An integral transport theory calculation of neutron flux distributions in rectangular lattice cells

An integral transport theory method is described for calculating the flux distribution in an infinite, rectangular lattice, assuming mono-energetic neutrons and isotropic scattering. Important features of the method are: the rectangular cell boundary is treated exactly and the contribution of the surrounding cells to the reference cell is included explicitly.

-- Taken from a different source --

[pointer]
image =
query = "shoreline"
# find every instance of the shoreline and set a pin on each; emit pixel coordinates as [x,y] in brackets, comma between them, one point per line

The method is implemented in a computer program, CELTIC, and a description is given of the numerical techniques used by the program to solve the singular integral equation. The convergence and accuracy of CELTIC is assessed by a comparison with exact analytic results which are obtainable for the spatially constant cross section case.

Fluxes and disadvantage factors for the well-known Thie lattices are computed by CELTIC and compared with the results obtained by previous workers who used various transport techniques most of which rely on the cylindricalized cell approximation. The increase in accuracy resulting from the use of ‘White’ boundary conditions rather than the reflecting boundary condition in the cylindricalized cell is demonstrated.

The variation of the disadvantage factor, ξ, as a function of the cell volume/fuel volume ratio is studied as the cell width decreases until the fuel region becomes the inscribed circle, for the case that the neutron cross sections remain unchanged. A minimum in the ξ curve is found, which confirms the result obtained in a previous paper which, however, assumed spatially constant neutron cross sections in the square cell.